Artikel i vetenskaplig tidskrift, 2025

Machine-learning (ML) assisted microwave circuit design is an interesting complement to traditional topology-based design since it opens up previously unexplored design spaces that in some cases may offer better performance, or similar performance with a different form factor. A key part is the circuit model, i.e., the set of discrete building blocks used to create circuits. In the work published so far circuit models encompassed a single element type in the form of metal pixels. In this paper we propose a circuit model with additional elements that facilitates diagonal connections and provides higher robustness to variations in the manufacturing process. A comparison with the pixel model shows that the new model results in more accurate ML-models for S-parameter prediction with a 9.5% reduction in root mean-square error (RMSE) on the testset, which translates to more accurate results for circuit synthetization.

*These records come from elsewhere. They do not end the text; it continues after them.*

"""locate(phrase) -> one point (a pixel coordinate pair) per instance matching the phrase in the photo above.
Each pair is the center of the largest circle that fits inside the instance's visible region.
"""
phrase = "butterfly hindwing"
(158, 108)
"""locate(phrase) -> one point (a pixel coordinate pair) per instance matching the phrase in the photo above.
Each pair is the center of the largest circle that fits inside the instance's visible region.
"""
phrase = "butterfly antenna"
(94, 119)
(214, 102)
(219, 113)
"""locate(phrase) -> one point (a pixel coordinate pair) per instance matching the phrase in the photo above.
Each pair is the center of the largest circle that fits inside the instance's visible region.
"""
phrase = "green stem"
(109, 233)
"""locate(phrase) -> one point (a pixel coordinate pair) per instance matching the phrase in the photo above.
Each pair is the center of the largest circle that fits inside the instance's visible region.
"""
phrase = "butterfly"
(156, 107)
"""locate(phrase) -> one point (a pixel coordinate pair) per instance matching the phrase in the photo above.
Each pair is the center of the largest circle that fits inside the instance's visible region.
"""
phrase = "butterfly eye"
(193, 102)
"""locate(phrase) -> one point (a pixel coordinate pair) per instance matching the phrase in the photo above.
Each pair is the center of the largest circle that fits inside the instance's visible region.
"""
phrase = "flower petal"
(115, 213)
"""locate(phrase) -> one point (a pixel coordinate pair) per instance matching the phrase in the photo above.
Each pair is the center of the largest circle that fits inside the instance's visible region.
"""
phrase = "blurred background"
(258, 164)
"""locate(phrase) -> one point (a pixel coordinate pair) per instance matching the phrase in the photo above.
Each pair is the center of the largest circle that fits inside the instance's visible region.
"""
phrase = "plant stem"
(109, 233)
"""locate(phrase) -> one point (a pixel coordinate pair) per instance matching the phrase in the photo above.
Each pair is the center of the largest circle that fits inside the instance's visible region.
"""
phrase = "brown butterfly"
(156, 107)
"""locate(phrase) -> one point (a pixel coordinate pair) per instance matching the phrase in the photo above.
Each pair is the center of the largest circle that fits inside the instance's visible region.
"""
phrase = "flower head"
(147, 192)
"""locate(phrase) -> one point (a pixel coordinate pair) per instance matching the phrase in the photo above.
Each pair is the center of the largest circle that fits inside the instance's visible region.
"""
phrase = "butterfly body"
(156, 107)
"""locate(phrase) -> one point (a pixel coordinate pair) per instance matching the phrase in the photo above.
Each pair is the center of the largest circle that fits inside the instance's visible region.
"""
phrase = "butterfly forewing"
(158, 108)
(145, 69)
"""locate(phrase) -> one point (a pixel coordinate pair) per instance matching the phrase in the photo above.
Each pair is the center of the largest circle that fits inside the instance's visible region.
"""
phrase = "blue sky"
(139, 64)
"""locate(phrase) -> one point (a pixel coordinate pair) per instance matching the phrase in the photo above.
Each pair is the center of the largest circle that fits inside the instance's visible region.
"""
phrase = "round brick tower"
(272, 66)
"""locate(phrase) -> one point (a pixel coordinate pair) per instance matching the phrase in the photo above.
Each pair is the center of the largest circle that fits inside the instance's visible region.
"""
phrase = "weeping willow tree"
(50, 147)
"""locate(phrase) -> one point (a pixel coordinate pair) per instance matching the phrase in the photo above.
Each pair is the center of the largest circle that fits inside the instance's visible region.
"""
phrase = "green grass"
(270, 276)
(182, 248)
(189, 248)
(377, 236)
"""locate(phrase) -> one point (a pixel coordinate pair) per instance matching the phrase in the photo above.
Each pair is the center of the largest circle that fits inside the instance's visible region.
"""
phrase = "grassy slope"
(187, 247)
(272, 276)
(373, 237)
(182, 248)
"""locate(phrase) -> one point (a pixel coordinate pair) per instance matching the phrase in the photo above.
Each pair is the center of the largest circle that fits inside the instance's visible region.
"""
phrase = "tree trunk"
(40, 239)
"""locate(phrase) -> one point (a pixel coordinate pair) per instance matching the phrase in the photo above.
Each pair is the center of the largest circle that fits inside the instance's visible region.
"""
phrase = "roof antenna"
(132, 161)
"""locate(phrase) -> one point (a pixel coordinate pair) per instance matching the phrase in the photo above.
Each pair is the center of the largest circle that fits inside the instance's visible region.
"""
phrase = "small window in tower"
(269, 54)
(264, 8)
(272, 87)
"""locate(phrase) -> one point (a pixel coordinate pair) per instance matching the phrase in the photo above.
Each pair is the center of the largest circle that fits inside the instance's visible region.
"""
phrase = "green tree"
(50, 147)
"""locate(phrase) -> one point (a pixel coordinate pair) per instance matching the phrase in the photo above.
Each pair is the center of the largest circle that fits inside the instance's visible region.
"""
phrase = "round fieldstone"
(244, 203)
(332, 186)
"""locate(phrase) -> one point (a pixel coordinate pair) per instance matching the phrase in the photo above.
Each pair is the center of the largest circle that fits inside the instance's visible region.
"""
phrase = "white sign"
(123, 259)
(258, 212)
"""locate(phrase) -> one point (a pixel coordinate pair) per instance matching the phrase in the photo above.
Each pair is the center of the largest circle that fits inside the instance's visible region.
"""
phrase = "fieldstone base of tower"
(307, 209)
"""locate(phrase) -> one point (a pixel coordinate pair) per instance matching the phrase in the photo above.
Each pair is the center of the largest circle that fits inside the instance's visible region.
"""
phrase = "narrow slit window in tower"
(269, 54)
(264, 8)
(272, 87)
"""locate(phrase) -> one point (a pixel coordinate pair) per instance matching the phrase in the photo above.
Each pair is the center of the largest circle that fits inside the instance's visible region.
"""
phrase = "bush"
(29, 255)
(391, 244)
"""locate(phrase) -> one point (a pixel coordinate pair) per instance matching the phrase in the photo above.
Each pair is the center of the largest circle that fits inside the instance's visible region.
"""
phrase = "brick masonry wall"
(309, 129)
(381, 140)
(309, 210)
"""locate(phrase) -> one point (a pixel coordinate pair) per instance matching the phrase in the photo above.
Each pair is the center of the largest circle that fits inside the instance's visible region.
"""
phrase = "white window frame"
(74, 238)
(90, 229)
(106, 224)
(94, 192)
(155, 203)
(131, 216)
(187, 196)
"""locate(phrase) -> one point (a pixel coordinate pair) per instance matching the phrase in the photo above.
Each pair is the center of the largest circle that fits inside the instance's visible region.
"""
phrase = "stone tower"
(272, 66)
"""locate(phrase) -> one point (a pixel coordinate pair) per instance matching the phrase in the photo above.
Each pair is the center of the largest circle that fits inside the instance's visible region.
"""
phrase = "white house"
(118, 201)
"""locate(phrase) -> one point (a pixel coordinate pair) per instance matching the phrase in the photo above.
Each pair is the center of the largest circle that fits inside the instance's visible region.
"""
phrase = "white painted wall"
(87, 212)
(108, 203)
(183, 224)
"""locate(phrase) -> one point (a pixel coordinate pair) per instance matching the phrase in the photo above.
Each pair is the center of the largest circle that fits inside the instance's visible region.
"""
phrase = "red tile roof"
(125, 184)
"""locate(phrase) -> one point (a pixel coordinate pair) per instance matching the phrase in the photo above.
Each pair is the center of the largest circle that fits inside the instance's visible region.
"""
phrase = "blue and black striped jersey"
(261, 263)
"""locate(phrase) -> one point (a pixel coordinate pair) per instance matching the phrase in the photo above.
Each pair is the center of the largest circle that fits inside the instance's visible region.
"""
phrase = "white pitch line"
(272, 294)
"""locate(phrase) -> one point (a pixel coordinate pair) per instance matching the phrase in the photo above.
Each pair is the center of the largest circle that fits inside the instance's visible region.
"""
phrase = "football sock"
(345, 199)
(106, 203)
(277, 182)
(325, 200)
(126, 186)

In addition, we demonstrate that circuits built with the new model has a higher tolerance to manufacturing imperfections, with 33% smaller RMSE penalty with respect to the original S-parameters when adding a width perturbation of 50 μm to diagonal connections, and 50/40% smaller RMSE penalty when shrinking/expanding the size of elements forming diagonal connections with 2.5% . We also use both the pixel model and the newly proposed model to design low-pass filters with competitive performance.